A reconstrução das rodovias gaúchas ganhou uma nova etapa após os danos deixados pela enchente de maio de 2024. Com investimento de R$ 3,1 bilhõeso Daer realiza obras de recuperação de estradas, pontes e pontos de acesso essenciais, buscando restabelecer a logística e preparar a malha viária para eventos climáticos extremos.
Por que a reconstrução das rodovias gaúchas é urgente?
A enchente danificou mais de 8 mil quilômetros de rodovias estaduais e comprometeu estruturas fundamentais à circulação de pessoas, cargas e serviços. Em diversas regiões, a água destruiu calçadas, taludes, encostas, pontes e pontos de acesso utilizados diariamente pelas comunidades e produtores.
Com a circulação afetada, o impacto foi além do trânsito. O escoamento da produção, o transporte de insumos, o acesso a hospitais, escolas e centros urbanos também sentiram os efeitos, mostrando que estradas em boas condições são parte essencial da recuperação económica e social.
Como estão sendo aplicados os R$ 3,1 bilhões?

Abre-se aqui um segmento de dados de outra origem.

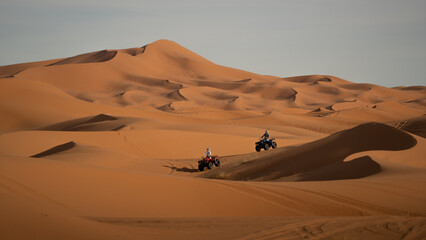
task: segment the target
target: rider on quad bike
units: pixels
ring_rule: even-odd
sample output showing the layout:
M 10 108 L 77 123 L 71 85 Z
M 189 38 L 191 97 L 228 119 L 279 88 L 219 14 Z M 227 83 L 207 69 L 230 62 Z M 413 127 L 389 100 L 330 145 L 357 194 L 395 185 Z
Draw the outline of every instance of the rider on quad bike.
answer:
M 269 131 L 266 130 L 265 133 L 260 137 L 260 140 L 262 141 L 268 141 L 269 139 Z
M 220 160 L 217 158 L 217 156 L 212 156 L 210 148 L 207 148 L 206 153 L 204 153 L 201 158 L 202 159 L 198 161 L 198 170 L 200 171 L 204 171 L 205 167 L 207 167 L 208 169 L 212 169 L 213 165 L 215 165 L 216 167 L 220 166 Z
M 206 158 L 212 158 L 212 152 L 210 148 L 207 148 L 206 153 L 204 153 L 203 155 L 203 158 L 204 156 L 206 156 Z
M 269 147 L 276 148 L 277 143 L 274 141 L 275 138 L 269 139 L 269 131 L 266 130 L 265 133 L 260 137 L 260 141 L 256 142 L 256 152 L 260 152 L 260 150 L 263 148 L 266 150 L 269 149 Z

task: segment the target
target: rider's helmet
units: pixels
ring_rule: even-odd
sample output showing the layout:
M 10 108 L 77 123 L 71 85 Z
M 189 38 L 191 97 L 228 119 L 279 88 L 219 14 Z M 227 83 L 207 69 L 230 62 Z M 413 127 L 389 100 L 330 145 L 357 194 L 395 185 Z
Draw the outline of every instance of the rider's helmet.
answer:
M 268 130 L 266 130 L 266 131 L 265 131 L 265 133 L 269 133 L 269 131 L 268 131 Z
M 210 148 L 209 148 L 209 147 L 207 148 L 207 151 L 210 151 Z

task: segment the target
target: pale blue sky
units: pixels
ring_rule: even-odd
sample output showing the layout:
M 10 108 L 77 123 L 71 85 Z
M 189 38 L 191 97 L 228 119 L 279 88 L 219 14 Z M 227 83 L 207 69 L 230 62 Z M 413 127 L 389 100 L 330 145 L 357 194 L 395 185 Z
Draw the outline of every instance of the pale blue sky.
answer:
M 170 39 L 220 65 L 426 85 L 425 0 L 2 0 L 0 65 Z

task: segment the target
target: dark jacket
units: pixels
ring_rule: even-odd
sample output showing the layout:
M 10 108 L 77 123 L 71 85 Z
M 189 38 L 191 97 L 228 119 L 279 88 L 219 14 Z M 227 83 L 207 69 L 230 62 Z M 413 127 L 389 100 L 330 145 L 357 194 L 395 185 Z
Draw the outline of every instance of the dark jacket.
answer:
M 269 139 L 269 133 L 265 133 L 265 134 L 263 134 L 263 135 L 262 135 L 262 137 L 260 137 L 260 138 L 263 138 L 263 139 Z

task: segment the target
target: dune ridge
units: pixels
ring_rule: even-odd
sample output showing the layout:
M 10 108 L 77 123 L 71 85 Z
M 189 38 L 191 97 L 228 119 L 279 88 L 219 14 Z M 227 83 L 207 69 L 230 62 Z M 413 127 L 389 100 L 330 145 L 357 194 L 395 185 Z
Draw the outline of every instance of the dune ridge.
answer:
M 66 150 L 69 150 L 69 149 L 75 147 L 75 145 L 76 145 L 75 142 L 69 141 L 67 143 L 60 144 L 60 145 L 54 146 L 50 149 L 47 149 L 46 151 L 43 151 L 41 153 L 34 154 L 31 157 L 32 158 L 46 157 L 46 156 L 49 156 L 49 155 L 52 155 L 52 154 L 56 154 L 56 153 L 60 153 L 60 152 L 64 152 Z
M 99 63 L 106 62 L 115 57 L 117 51 L 102 50 L 99 52 L 85 53 L 70 58 L 65 58 L 57 62 L 48 64 L 47 66 L 75 64 L 75 63 Z
M 117 118 L 106 114 L 73 119 L 40 128 L 44 131 L 118 131 L 125 127 L 131 119 Z
M 14 77 L 16 74 L 22 71 L 25 71 L 26 69 L 46 66 L 60 60 L 61 59 L 53 59 L 53 60 L 46 60 L 46 61 L 39 61 L 39 62 L 29 62 L 29 63 L 0 66 L 0 78 L 11 78 L 11 77 Z
M 143 54 L 146 50 L 146 45 L 140 48 L 129 48 L 129 49 L 124 49 L 122 50 L 122 52 L 125 52 L 133 57 Z

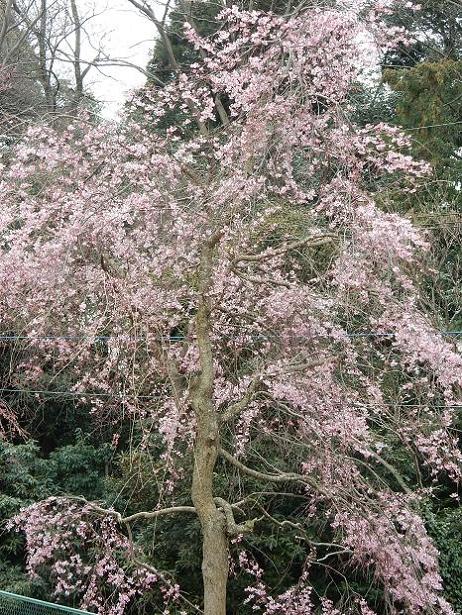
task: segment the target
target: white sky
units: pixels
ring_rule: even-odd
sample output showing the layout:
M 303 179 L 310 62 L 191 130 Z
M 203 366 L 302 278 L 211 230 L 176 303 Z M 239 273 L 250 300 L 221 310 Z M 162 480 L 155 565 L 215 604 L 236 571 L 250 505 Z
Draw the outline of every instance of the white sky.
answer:
M 88 28 L 93 44 L 97 45 L 103 37 L 103 48 L 108 56 L 146 68 L 156 37 L 154 24 L 128 0 L 91 0 L 88 5 L 98 13 Z M 88 49 L 85 55 L 92 59 L 94 52 Z M 103 115 L 113 117 L 127 93 L 145 81 L 143 73 L 135 68 L 111 66 L 100 71 L 92 69 L 86 85 L 103 103 Z

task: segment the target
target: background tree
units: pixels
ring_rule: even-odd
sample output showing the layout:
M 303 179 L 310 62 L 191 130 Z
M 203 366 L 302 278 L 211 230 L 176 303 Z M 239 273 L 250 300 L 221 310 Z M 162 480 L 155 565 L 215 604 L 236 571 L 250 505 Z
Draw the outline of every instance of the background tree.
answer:
M 392 53 L 384 79 L 395 92 L 396 122 L 410 131 L 414 151 L 431 162 L 435 180 L 411 207 L 435 235 L 435 270 L 430 301 L 454 329 L 460 328 L 460 148 L 462 145 L 461 17 L 459 2 L 422 3 L 419 11 L 391 13 L 416 42 L 410 52 Z
M 5 0 L 0 31 L 0 62 L 10 75 L 0 100 L 3 123 L 10 127 L 5 134 L 13 130 L 14 138 L 44 116 L 65 124 L 79 106 L 94 106 L 85 79 L 104 56 L 87 30 L 95 15 L 88 7 L 81 11 L 75 0 Z M 90 60 L 89 46 L 96 46 Z
M 460 172 L 462 7 L 425 1 L 420 10 L 398 10 L 390 21 L 410 30 L 415 43 L 385 59 L 385 80 L 399 94 L 398 122 L 418 129 L 416 150 L 438 177 Z

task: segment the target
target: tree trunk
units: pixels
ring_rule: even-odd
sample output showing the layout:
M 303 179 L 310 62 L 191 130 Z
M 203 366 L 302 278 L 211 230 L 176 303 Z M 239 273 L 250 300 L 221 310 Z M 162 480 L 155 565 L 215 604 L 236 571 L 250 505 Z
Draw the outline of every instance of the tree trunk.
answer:
M 202 528 L 204 615 L 226 615 L 228 538 L 223 513 L 213 501 L 213 467 L 217 457 L 215 442 L 198 433 L 192 485 L 192 500 Z
M 226 615 L 228 540 L 223 528 L 223 516 L 218 511 L 217 513 L 209 527 L 202 526 L 204 615 Z
M 213 499 L 213 471 L 220 446 L 220 431 L 213 403 L 214 366 L 208 291 L 212 279 L 213 250 L 217 241 L 218 237 L 215 237 L 204 246 L 199 266 L 196 334 L 200 372 L 191 391 L 191 401 L 196 415 L 192 501 L 202 528 L 204 615 L 226 615 L 228 580 L 228 537 L 225 518 Z

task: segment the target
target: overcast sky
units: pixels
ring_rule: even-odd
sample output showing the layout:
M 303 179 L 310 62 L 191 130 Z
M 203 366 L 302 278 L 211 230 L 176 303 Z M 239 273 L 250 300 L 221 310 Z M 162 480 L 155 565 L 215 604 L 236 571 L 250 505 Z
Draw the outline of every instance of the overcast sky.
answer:
M 93 44 L 97 45 L 103 37 L 103 48 L 109 56 L 145 68 L 154 47 L 154 24 L 139 14 L 128 0 L 90 0 L 88 4 L 98 13 L 89 26 Z M 89 59 L 93 57 L 90 49 L 86 53 Z M 87 86 L 95 98 L 103 102 L 103 115 L 113 117 L 127 92 L 141 86 L 146 78 L 134 68 L 115 66 L 102 70 L 104 74 L 92 69 Z

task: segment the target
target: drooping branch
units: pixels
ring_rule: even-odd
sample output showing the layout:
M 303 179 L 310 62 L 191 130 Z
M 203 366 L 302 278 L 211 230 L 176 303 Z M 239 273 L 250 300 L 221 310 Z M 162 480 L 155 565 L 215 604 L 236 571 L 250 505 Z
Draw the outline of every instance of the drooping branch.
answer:
M 242 414 L 242 412 L 244 412 L 244 410 L 248 408 L 249 404 L 255 399 L 256 392 L 260 385 L 261 385 L 260 378 L 255 378 L 254 380 L 252 380 L 252 382 L 248 386 L 247 391 L 245 392 L 242 399 L 228 406 L 226 410 L 223 412 L 223 414 L 221 415 L 221 422 L 227 423 L 228 421 L 231 421 L 236 416 L 239 416 L 240 414 Z
M 178 514 L 178 513 L 196 514 L 197 512 L 194 506 L 169 506 L 167 508 L 160 508 L 159 510 L 150 510 L 150 511 L 143 510 L 137 513 L 133 513 L 132 515 L 128 515 L 127 517 L 123 517 L 122 514 L 116 510 L 112 510 L 110 508 L 103 508 L 102 506 L 99 506 L 98 504 L 95 504 L 93 502 L 89 502 L 88 500 L 82 497 L 72 496 L 69 498 L 57 498 L 57 499 L 79 500 L 85 503 L 86 505 L 91 506 L 91 508 L 95 512 L 101 513 L 102 515 L 114 517 L 116 521 L 120 523 L 120 525 L 127 526 L 127 528 L 129 529 L 129 533 L 131 533 L 130 523 L 133 523 L 134 521 L 138 521 L 139 519 L 151 520 L 151 519 L 158 519 L 159 517 L 165 517 L 167 515 L 172 515 L 172 514 Z M 253 524 L 257 521 L 256 519 L 254 519 L 253 521 L 247 521 L 246 523 L 242 525 L 238 525 L 234 522 L 234 510 L 237 510 L 242 513 L 242 510 L 239 507 L 239 502 L 237 502 L 236 504 L 230 504 L 223 498 L 214 498 L 214 501 L 215 501 L 215 504 L 217 504 L 217 506 L 219 506 L 223 510 L 223 513 L 225 515 L 226 522 L 228 525 L 228 531 L 231 531 L 233 524 L 235 528 L 239 528 L 239 531 L 234 532 L 233 535 L 242 534 L 244 532 L 250 532 L 253 530 Z
M 281 256 L 290 252 L 291 250 L 297 250 L 298 248 L 303 247 L 313 247 L 317 248 L 319 246 L 323 246 L 325 244 L 331 243 L 335 239 L 335 235 L 323 234 L 315 237 L 305 237 L 305 239 L 300 239 L 299 241 L 294 241 L 292 243 L 288 243 L 280 248 L 276 249 L 268 249 L 259 254 L 242 254 L 240 256 L 236 256 L 233 260 L 233 266 L 237 265 L 241 262 L 260 262 L 262 260 L 269 260 L 271 258 L 276 258 L 277 256 Z
M 396 482 L 401 487 L 401 489 L 404 491 L 404 493 L 409 494 L 412 492 L 411 489 L 409 489 L 409 487 L 406 485 L 402 475 L 398 472 L 398 470 L 395 467 L 393 467 L 390 463 L 388 463 L 386 459 L 384 459 L 380 455 L 377 455 L 377 453 L 371 449 L 369 449 L 368 455 L 370 455 L 379 465 L 383 466 L 386 470 L 388 470 L 388 472 L 390 472 L 390 474 L 396 480 Z
M 272 523 L 274 523 L 278 527 L 281 527 L 281 528 L 291 527 L 292 529 L 295 529 L 295 530 L 302 529 L 301 523 L 294 523 L 293 521 L 289 521 L 288 519 L 284 519 L 284 521 L 278 521 L 278 519 L 275 519 L 273 515 L 270 515 L 270 513 L 267 510 L 265 510 L 265 508 L 261 504 L 258 504 L 258 502 L 256 502 L 256 505 L 261 510 L 263 516 L 269 519 Z
M 114 517 L 118 523 L 121 525 L 127 525 L 132 523 L 133 521 L 137 521 L 138 519 L 157 519 L 158 517 L 164 517 L 166 515 L 176 514 L 176 513 L 196 513 L 196 509 L 194 506 L 169 506 L 167 508 L 160 508 L 159 510 L 147 510 L 140 511 L 134 513 L 133 515 L 129 515 L 127 517 L 123 517 L 120 512 L 117 510 L 113 510 L 111 508 L 103 508 L 94 502 L 89 502 L 87 499 L 79 496 L 70 496 L 66 498 L 57 498 L 61 500 L 79 500 L 86 504 L 87 506 L 91 506 L 91 508 L 102 515 L 107 515 L 110 517 Z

Os recursos são direcionados para intervenções emergenciais, reconstruções permanentes e projetos mais resistentes. A ideia não é apenas refazer o que foi perdido, mas melhorar pontos vulneráveis para que a infraestrutura resista melhor a chuvas intensas e novos eventos extremos.
Entre as frentes de trabalho mais importantes estão:
- Recuperação de pavimentos danificados pelas cheias;
- Reconstrução e reforço de pontes e travessias;
- Recomposição de taludes, taludes e taludes;
- Desobstruir estradas afetadas por lama, árvores e sedimentos;
- Execução de obras com foco em durabilidade e resiliência.
O que já foi feito desde a emergência?
Mesmo durante a fase mais crítica, mais de R$ 400 milhões em ações rápidas para liberar seções bloqueadas e permitir o retorno gradual da circulação. Estes serviços ajudaram a restabelecer o acesso em pontos estratégicos e a reduzir o isolamento das comunidades afectadas.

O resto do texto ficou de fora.